Big win for banks against sureties in context of business rescue
The question was tested in the courts quite early on in the business rescue regime, with varying and conflicting views expressed by judges, but on 1 December 2014, the Supreme Court of Appeal (SCA) delivered what should be the final word on the matter (unless a constitutional challenge is launched). The judgment, New Port Finance Company (Pty) Ltd and others v Mostert and others, will have far-reaching consequences in the banking and finance arena and should provide a great deal of comfort to lenders.
In New Port, a company and a natural person (a director of one of the borrowers) signed as sureties for the debts of two borrower companies. Those borrower companies became financially distressed, were placed in liquidation but then taken out of liquidation and placed in business rescue by the court under section 130(1) of the Companies Act. Business rescue plans were ultimately adopted in respect of the borrower companies which plans provided for the restructuring of the borrower companies' debts.
Lenders could not pursue the sureties
An argument was raised on behalf of the sureties that because the business rescue plan allegedly had the effect of altering or compromising the underlying principal debt, the lenders could not pursue the sureties or enforce their claims against them until the business rescue process had run its course.
In this regard reliance was placed on the recent Western Cape High Court case of Tuning Fork (Pty) Ltd t/a Balanced Audio v Greeff and another where it was held that the adoption of a business rescue plan has, as a point of departure and absent a very specific clause in the deed of suretyship or business rescue plan preserving the lender's right to pursue the surety for the full original amount of the debt, the potential consequence that the claim against the surety may be similarly compromised or reduced.
The SCA in New Port however adopted a strikingly more creditor-friendly interpretation of the business rescue provisions.
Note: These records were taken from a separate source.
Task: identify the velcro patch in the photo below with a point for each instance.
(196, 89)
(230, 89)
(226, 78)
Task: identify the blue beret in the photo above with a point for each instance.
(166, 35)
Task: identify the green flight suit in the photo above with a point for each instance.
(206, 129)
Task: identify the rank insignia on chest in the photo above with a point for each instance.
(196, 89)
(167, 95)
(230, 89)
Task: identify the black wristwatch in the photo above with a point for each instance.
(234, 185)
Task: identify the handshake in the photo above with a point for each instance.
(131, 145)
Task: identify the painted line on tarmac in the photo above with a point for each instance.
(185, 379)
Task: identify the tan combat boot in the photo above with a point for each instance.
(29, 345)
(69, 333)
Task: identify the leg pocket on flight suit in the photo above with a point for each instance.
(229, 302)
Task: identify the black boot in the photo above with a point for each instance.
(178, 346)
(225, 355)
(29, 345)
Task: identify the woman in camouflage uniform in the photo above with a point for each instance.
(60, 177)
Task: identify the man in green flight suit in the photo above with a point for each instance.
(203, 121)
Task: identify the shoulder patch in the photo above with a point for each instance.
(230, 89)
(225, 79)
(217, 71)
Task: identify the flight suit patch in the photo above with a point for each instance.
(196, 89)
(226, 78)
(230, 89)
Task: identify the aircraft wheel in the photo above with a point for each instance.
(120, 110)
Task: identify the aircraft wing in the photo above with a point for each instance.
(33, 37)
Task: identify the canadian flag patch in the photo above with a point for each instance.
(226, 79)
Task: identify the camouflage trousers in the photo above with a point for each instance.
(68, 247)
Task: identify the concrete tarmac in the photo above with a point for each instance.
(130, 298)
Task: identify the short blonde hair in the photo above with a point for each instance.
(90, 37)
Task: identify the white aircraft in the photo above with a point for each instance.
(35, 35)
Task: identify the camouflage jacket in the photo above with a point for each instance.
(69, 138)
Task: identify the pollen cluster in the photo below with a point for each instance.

In the first place, the deeds of suretyship in this case contained the very standard clauses one finds which deal with the eventuality of the principal debtor compromising or otherwise re-arranging its debts generally with its creditors.
Within SCA ambit
The SCA held that these clauses undoubtedly bring business rescue within their ambit and cater for such eventuality, such that the adoption of a business rescue plan would not prejudice the lender's (full) claims against the sureties on a joint and several basis. This in itself is a big decision in favour of creditors, and the SCA's stance on this aspect should give comfort to the many creditors in South Africa who have that standard wording, or similar wording along those lines, as terms in their deeds of suretyship.
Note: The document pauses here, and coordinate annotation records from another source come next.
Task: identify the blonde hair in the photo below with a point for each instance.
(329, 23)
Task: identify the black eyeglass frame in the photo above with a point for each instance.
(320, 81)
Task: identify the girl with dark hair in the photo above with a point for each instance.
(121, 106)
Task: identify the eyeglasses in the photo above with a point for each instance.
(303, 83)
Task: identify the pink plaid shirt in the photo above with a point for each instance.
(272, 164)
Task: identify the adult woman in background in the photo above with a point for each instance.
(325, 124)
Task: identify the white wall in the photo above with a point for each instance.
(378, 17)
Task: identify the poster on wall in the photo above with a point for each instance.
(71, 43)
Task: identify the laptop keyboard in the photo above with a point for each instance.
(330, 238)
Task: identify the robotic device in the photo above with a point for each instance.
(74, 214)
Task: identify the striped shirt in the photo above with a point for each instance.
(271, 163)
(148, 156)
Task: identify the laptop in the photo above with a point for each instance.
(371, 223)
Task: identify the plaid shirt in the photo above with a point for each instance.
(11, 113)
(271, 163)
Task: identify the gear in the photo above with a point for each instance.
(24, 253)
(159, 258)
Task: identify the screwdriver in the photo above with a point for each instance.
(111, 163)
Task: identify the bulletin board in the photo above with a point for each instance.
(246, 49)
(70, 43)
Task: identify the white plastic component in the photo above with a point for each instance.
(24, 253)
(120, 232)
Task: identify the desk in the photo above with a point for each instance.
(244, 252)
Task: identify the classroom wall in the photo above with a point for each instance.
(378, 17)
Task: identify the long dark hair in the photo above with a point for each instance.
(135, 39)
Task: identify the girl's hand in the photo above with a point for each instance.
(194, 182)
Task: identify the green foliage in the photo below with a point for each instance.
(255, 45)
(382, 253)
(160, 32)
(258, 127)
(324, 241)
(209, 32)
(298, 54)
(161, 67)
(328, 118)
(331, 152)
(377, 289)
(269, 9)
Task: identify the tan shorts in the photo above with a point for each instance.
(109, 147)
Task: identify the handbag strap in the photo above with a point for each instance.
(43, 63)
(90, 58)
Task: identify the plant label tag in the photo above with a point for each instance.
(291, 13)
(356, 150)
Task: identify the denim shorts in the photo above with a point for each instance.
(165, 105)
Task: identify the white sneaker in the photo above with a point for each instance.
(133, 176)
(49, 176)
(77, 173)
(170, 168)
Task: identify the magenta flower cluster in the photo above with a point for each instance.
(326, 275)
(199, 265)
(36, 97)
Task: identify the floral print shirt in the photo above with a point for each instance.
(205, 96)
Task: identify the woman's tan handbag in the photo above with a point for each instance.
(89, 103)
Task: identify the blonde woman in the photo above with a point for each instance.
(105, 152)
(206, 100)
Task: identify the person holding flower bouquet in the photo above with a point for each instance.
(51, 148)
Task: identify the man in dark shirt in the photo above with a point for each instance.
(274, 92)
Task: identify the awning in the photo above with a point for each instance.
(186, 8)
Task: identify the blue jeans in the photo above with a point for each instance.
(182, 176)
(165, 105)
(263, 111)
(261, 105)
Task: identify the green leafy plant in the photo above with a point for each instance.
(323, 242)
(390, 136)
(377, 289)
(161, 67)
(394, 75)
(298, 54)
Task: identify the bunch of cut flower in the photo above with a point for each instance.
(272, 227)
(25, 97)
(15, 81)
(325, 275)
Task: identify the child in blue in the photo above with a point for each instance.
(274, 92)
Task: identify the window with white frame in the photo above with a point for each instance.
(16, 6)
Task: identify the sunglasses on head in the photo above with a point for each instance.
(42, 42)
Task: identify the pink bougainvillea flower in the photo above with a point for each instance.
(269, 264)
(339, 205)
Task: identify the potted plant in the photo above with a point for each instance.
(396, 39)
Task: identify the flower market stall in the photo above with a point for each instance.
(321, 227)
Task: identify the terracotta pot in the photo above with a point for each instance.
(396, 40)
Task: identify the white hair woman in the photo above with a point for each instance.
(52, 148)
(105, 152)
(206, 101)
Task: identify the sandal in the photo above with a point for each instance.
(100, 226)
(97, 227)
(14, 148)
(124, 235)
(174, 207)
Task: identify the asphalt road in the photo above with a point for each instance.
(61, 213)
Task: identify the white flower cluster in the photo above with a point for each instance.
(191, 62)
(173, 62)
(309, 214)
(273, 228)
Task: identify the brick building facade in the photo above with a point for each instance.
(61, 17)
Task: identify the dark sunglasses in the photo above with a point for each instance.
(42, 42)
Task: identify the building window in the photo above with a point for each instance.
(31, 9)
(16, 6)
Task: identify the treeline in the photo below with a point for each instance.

However, the SCA went even further and suggested (but without deciding) that even in the absence of such wording, the creditor's rights against sureties are not affected by the adoption of a business rescue plan. The finding in New Port confirms that creditors' claims against sureties are not affected by a business rescue plan entered into with a principal debtor unless specific wording to that effect is contained in the plan itself.
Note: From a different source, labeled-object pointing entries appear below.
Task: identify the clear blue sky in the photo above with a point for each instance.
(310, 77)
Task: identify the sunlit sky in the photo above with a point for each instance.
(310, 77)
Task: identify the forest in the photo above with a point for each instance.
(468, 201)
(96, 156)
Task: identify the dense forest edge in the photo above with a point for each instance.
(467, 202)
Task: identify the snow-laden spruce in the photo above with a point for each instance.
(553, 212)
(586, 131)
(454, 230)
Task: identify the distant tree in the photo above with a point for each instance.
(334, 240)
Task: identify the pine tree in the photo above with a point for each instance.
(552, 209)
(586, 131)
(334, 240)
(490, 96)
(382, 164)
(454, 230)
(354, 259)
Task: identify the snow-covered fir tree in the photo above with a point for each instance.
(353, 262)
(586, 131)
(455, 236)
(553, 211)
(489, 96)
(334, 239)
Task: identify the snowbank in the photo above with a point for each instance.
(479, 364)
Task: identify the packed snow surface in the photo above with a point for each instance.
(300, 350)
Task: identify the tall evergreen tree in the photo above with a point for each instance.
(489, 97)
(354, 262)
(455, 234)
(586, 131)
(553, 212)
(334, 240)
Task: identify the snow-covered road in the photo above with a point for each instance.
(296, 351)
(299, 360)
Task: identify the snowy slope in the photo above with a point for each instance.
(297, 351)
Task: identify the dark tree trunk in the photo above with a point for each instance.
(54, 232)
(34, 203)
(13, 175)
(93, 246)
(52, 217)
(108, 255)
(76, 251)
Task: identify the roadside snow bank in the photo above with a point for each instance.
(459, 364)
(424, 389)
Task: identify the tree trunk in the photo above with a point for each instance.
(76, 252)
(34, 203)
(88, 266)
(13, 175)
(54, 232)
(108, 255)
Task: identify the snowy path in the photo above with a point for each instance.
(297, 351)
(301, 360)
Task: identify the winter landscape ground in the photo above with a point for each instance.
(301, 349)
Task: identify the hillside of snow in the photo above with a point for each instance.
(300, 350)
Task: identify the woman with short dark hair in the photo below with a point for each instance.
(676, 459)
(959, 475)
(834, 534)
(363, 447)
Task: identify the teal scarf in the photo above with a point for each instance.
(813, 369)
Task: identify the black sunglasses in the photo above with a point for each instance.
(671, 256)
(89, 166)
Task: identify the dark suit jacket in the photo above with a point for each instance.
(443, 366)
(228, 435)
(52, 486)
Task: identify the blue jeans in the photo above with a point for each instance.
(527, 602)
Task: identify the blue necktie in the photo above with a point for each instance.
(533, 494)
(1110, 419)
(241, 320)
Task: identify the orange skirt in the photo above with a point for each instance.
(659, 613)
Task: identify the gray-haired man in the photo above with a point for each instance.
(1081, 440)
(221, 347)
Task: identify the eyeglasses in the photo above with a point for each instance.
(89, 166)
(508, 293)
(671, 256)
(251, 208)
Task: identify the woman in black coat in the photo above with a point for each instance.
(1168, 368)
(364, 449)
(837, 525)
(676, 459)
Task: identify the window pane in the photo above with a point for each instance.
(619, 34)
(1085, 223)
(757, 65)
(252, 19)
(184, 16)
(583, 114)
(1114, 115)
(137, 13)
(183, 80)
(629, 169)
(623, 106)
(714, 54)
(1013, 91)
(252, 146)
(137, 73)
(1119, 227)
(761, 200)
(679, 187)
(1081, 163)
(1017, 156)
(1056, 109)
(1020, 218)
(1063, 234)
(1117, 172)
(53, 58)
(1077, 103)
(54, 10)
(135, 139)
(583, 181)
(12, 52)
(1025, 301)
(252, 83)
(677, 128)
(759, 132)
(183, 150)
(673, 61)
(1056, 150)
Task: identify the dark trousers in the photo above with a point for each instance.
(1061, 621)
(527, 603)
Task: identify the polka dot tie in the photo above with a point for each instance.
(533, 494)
The New Port judgment represents one of the most important and far-reaching decisions to date under the new business rescue regime, a regime which is being tested and interpreted on a regular basis by the High Court. It is still recommended that deeds of suretyship contain express clauses fully preserving the creditor's rights in instances where the borrower company generally compromises its debts (such as business rescue), as the New Port judgment at the very least solidifies that such a clause will preserve the creditor's rights to pursue the surety for the full debt.